Upgrade path if demand arrives: issue #762 §"Option A" — decode
Opus once in _relay_loop, run DSP + feed taps on the PCM buffer,
then re-encode before fan-out. _audio_transcoder.PcmOpusTranscoder
already exists and can be reused. Quality loss is negligible for
AM/FM ham audio but non-zero on SSB; flag behind a config toggle if
implemented.
11) LAN MAIN/SUB audio routing (epic #787)¶
Wire format. On dual-RX radios the LAN audio stream is stereo
PCM16 with L=MAIN and R=SUB whenever a 2-channel codec is
negotiated. _DEFAULT_CODEC_PREFERENCE in types.py leads with
PCM_2CH_16BIT (0x10); single-RX firmware downgrades to mono during
handshake, and the broadcaster's _refresh_codec_state reads the
negotiated codec back so downstream logic tracks reality rather than
the requested codec.
Phones L/R Mix is always OFF. CI-V 0x1A 05 00 72 is a boolean
toggle — 0x00 = Mix OFF (separated stereo), 0x01 = Mix ON (summed
to both channels). The backend keeps it locked at 0x00 via two
paths:
AudioHandler._handle_audio_config— everyaudio_configWS message emits0x00, independent of thesplit_stereopayload.AudioBroadcaster._apply_phones_mix_off— fires once on every relay start (guarded onreceiver_count >= 2) so the LAN stream begins in separated-stereo state regardless of the radio's prior menu state. Errors are swallowed so start-up continues on radios where the command is unsupported.

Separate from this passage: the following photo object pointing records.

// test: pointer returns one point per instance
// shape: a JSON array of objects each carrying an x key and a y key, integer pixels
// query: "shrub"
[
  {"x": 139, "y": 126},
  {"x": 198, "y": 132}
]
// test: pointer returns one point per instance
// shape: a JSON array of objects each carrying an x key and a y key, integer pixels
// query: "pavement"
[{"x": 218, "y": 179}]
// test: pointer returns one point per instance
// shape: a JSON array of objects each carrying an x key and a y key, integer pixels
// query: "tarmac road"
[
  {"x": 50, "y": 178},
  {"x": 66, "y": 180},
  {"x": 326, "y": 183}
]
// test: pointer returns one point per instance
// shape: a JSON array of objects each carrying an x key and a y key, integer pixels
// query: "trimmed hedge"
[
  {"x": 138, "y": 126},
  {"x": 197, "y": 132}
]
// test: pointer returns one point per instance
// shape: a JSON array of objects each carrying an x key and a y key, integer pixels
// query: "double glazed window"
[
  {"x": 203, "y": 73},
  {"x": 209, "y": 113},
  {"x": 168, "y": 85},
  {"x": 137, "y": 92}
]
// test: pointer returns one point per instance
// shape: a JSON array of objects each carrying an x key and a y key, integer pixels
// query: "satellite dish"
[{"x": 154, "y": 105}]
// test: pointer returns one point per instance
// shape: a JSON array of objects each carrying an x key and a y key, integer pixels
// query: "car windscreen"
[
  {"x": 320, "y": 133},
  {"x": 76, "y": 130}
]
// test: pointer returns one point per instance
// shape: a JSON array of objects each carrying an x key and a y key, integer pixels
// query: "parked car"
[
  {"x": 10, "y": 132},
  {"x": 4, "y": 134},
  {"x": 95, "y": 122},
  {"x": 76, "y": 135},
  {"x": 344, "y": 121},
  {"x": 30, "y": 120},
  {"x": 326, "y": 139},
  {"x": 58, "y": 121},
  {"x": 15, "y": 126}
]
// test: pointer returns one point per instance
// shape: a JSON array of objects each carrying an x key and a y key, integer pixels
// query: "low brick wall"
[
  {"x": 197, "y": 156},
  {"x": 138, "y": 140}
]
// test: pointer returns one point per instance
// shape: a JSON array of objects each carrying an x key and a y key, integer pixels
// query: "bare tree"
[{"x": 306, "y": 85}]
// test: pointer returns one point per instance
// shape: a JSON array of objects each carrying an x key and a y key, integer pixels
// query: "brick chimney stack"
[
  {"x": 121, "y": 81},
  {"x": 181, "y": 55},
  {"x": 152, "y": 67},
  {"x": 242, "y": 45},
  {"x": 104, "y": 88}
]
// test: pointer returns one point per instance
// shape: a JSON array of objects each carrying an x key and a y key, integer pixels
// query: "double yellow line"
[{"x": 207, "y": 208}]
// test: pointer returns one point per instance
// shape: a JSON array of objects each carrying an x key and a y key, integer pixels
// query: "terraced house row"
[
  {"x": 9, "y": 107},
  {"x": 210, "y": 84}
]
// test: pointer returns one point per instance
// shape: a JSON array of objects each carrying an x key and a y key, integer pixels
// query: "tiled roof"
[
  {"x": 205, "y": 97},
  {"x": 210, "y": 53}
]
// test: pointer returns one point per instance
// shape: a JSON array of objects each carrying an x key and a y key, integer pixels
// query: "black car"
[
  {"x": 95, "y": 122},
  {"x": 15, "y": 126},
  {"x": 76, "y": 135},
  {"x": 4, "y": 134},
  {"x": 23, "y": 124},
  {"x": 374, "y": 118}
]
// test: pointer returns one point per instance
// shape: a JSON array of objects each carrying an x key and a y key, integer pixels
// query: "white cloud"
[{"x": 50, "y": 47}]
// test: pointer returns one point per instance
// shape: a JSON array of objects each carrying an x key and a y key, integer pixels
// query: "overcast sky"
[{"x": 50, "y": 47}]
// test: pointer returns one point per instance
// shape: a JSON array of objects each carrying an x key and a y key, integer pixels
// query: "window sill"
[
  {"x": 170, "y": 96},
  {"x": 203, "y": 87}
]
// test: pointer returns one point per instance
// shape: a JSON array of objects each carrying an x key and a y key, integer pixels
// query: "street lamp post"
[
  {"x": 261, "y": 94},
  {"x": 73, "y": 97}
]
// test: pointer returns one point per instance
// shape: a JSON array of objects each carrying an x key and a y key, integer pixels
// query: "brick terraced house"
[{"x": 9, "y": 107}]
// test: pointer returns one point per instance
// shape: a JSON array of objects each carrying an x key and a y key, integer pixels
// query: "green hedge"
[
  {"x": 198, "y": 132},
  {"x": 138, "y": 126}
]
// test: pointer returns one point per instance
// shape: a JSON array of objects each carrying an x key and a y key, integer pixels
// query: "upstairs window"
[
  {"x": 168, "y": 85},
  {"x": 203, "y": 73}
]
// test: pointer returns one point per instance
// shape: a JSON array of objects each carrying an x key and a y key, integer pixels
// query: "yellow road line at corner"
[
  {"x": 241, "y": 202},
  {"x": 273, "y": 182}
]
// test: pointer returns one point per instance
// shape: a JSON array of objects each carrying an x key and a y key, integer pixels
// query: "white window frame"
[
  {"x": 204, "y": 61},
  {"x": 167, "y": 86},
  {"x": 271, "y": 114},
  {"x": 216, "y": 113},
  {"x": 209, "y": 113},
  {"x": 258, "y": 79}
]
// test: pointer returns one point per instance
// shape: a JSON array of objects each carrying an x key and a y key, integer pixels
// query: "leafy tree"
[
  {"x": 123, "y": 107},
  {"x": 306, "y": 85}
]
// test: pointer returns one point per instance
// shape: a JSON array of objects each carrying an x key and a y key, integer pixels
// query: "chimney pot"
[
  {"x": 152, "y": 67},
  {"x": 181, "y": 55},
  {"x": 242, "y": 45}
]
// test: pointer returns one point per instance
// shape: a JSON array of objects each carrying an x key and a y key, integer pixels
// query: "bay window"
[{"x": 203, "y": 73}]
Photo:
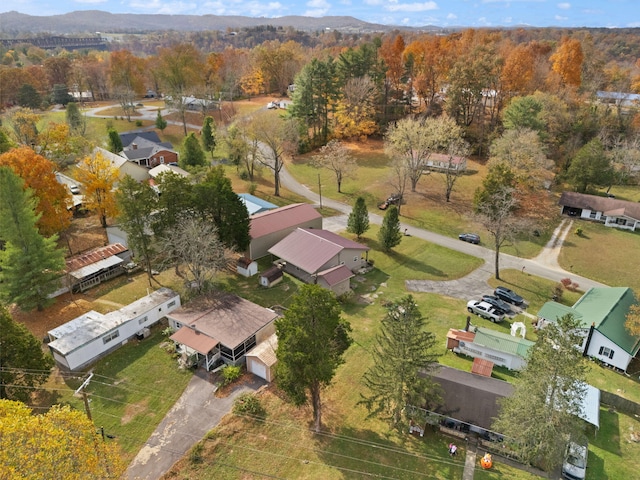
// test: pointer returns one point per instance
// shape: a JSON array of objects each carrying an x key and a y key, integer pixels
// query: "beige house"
[
  {"x": 268, "y": 228},
  {"x": 217, "y": 329},
  {"x": 322, "y": 257},
  {"x": 124, "y": 166}
]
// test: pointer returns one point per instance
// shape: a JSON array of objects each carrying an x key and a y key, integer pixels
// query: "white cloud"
[
  {"x": 411, "y": 7},
  {"x": 238, "y": 7},
  {"x": 317, "y": 8},
  {"x": 165, "y": 8}
]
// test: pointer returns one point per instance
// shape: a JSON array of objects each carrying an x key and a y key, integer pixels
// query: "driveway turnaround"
[{"x": 196, "y": 413}]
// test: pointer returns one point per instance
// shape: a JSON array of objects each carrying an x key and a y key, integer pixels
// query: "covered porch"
[{"x": 195, "y": 348}]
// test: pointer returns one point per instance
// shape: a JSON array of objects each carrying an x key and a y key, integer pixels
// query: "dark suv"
[
  {"x": 503, "y": 293},
  {"x": 497, "y": 303}
]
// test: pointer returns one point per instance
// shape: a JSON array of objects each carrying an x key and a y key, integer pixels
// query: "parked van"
[{"x": 574, "y": 466}]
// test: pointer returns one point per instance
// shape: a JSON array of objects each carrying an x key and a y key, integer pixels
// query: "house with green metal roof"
[
  {"x": 602, "y": 312},
  {"x": 500, "y": 348}
]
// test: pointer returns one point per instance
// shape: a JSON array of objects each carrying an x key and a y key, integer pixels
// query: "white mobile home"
[{"x": 85, "y": 339}]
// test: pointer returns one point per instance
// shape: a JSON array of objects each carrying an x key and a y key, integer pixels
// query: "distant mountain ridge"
[{"x": 92, "y": 21}]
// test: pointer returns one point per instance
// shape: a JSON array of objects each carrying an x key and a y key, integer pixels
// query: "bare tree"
[
  {"x": 276, "y": 137},
  {"x": 496, "y": 214},
  {"x": 194, "y": 244},
  {"x": 456, "y": 150},
  {"x": 335, "y": 156},
  {"x": 414, "y": 141}
]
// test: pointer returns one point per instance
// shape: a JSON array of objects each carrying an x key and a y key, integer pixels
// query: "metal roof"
[
  {"x": 200, "y": 342},
  {"x": 282, "y": 218},
  {"x": 503, "y": 342}
]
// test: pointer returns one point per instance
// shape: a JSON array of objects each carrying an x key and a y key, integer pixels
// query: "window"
[
  {"x": 606, "y": 352},
  {"x": 110, "y": 336}
]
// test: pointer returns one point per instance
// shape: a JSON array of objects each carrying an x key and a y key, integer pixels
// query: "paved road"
[
  {"x": 545, "y": 265},
  {"x": 196, "y": 413}
]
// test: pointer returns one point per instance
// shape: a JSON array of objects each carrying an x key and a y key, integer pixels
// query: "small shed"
[
  {"x": 247, "y": 267},
  {"x": 261, "y": 360},
  {"x": 271, "y": 277}
]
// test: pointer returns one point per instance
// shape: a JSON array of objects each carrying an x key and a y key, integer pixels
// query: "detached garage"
[{"x": 261, "y": 360}]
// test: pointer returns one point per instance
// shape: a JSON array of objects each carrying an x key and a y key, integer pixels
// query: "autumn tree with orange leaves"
[
  {"x": 99, "y": 177},
  {"x": 61, "y": 443},
  {"x": 38, "y": 173},
  {"x": 567, "y": 61}
]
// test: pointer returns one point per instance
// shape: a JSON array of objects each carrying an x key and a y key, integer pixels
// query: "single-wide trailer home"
[{"x": 85, "y": 339}]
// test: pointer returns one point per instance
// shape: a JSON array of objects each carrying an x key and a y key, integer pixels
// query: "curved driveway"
[{"x": 545, "y": 265}]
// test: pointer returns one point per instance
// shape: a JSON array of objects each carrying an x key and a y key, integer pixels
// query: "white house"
[
  {"x": 610, "y": 211},
  {"x": 261, "y": 360},
  {"x": 499, "y": 348},
  {"x": 602, "y": 313},
  {"x": 85, "y": 339}
]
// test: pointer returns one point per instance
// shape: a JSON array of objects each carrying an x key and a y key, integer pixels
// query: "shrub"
[
  {"x": 249, "y": 404},
  {"x": 195, "y": 455},
  {"x": 230, "y": 374}
]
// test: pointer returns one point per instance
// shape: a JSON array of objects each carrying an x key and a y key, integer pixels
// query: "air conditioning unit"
[{"x": 144, "y": 333}]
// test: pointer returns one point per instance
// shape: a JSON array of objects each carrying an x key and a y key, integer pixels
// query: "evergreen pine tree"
[
  {"x": 115, "y": 143},
  {"x": 358, "y": 221},
  {"x": 192, "y": 154},
  {"x": 389, "y": 235},
  {"x": 161, "y": 123},
  {"x": 30, "y": 262},
  {"x": 403, "y": 352},
  {"x": 209, "y": 135}
]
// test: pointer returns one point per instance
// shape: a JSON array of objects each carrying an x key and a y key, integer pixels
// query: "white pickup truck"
[{"x": 485, "y": 310}]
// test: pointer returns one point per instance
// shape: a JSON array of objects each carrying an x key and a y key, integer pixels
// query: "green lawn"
[{"x": 602, "y": 253}]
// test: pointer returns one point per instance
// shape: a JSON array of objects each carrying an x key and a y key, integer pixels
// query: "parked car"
[
  {"x": 470, "y": 237},
  {"x": 485, "y": 310},
  {"x": 503, "y": 293},
  {"x": 394, "y": 199},
  {"x": 497, "y": 303},
  {"x": 574, "y": 466}
]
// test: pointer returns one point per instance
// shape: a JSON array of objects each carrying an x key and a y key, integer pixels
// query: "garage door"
[{"x": 258, "y": 368}]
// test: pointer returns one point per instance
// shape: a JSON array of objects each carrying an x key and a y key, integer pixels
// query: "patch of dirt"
[
  {"x": 84, "y": 234},
  {"x": 132, "y": 410}
]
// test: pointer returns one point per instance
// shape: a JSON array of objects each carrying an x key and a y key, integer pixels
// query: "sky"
[{"x": 413, "y": 13}]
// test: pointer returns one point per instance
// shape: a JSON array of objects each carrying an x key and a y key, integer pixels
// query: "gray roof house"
[
  {"x": 610, "y": 211},
  {"x": 322, "y": 257},
  {"x": 268, "y": 228}
]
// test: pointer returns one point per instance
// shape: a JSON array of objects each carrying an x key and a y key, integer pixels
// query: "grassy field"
[
  {"x": 602, "y": 253},
  {"x": 426, "y": 207}
]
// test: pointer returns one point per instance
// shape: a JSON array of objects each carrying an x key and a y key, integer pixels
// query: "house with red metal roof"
[
  {"x": 95, "y": 266},
  {"x": 322, "y": 257},
  {"x": 270, "y": 227},
  {"x": 216, "y": 329}
]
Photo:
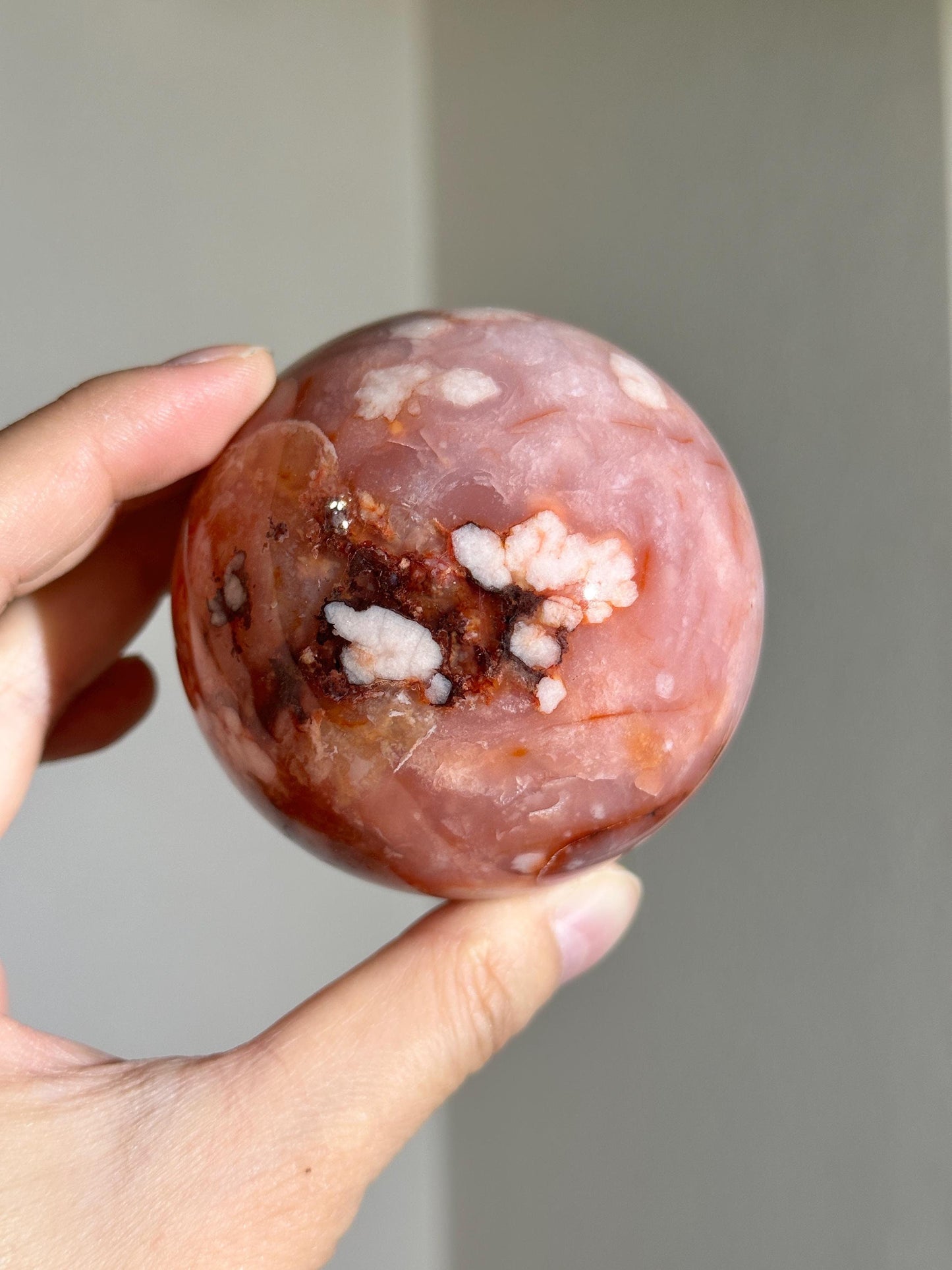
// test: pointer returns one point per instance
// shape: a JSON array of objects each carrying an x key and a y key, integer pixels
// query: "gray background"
[{"x": 748, "y": 194}]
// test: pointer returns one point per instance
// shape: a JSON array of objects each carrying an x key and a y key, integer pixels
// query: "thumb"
[{"x": 330, "y": 1093}]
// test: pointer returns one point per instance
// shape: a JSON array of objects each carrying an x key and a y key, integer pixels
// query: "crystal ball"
[{"x": 472, "y": 601}]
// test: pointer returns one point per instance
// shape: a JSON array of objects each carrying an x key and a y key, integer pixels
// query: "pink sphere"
[{"x": 474, "y": 600}]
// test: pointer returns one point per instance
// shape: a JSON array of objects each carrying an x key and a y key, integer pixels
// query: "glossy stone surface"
[{"x": 472, "y": 600}]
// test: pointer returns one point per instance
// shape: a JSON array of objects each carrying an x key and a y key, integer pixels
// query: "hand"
[{"x": 260, "y": 1155}]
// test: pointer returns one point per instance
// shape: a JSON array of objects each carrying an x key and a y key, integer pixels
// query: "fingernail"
[
  {"x": 592, "y": 916},
  {"x": 216, "y": 353}
]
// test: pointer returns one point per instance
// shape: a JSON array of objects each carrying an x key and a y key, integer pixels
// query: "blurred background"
[{"x": 752, "y": 197}]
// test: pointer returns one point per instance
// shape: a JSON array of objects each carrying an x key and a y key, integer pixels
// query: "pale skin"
[{"x": 257, "y": 1156}]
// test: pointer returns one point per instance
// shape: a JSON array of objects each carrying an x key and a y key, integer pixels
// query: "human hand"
[{"x": 260, "y": 1155}]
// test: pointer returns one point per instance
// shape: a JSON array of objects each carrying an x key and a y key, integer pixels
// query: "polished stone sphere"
[{"x": 474, "y": 600}]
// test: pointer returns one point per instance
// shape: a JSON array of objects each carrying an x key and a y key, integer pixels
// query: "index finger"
[{"x": 65, "y": 468}]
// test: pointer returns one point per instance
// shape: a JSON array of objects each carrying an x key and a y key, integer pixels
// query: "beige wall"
[
  {"x": 749, "y": 194},
  {"x": 175, "y": 174}
]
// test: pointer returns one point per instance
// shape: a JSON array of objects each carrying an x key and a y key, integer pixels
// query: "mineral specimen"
[{"x": 474, "y": 600}]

If Mix were ON the radio would pre-sum MAIN + SUB before transmission
and the frontend graph could no longer isolate a single receiver —
focus=main and focus=sub would both play the summed signal.
focus and split_stereo live on the frontend. The WebAudio
graph in frontend/src/lib/audio/rx-player.ts routes the stereo
pair through ChannelSplitter(2) → GainNode×2 → StereoPanner×2 →
destination:
focus |
split_stereo |
L gain | R gain | L pan | R pan |
|---|---|---|---|---|---|
| main | false | 1.0 | 0.0 | 0 | 0 |
| main | true | 1.0 | 0.0 | −1 | +1 |
| sub | false | 0.0 | 1.0 | 0 | 0 |
| sub | true | 0.0 | 1.0 | −1 | +1 |
| both | false | 1.0 | 1.0 | 0 | 0 |
| both | true | 1.0 | 1.0 | −1 | +1 |
Panning depends only on split_stereo (see
rx-player.ts::_applyGraphState, lines 247-257) — when on,
mainPanner hard-pans to −1 and subPanner to +1 regardless of
focus. For single-receiver focus (focus=main or focus=sub) the
opposing gain is already 0 so the pan on the silenced channel is
inaudible, but the setting still applies to the active channel — e.g.
focus=main + split_stereo=true routes MAIN to the left ear only.
Per-channel dB sliders (mainGainDb / subGainDb) multiply into the
L/R gains respectively.
Why the WS message still exists. audio_config is retained as
a bidirectional echo channel so the client can persist its focus +
split_stereo choice and the backend confirms via applied: true.
The CI-V round-trip it used to drive (the broken _PHONES_LR_MIX
dict pre-#788) is gone — the message now only raises the
broadcaster's _codec_stale flag so a mid-stream codec/channel
change triggers a fresh _refresh_codec_state pass (issue #766).
Historical context. Revisions before #788 sent 0x02 / 0x03
on this sub-command for focus=sub / focus=both — values the radio
silently ignored per the CI-V reference (only {0x00, 0x01} valid).
788 briefly tied the byte to split_stereo; #792 corrected that to¶
the lock-at-0x00 contract above. The dead-code mapping is
documented here rather than in a deleted source comment so future
contributors don't rediscover the same trap.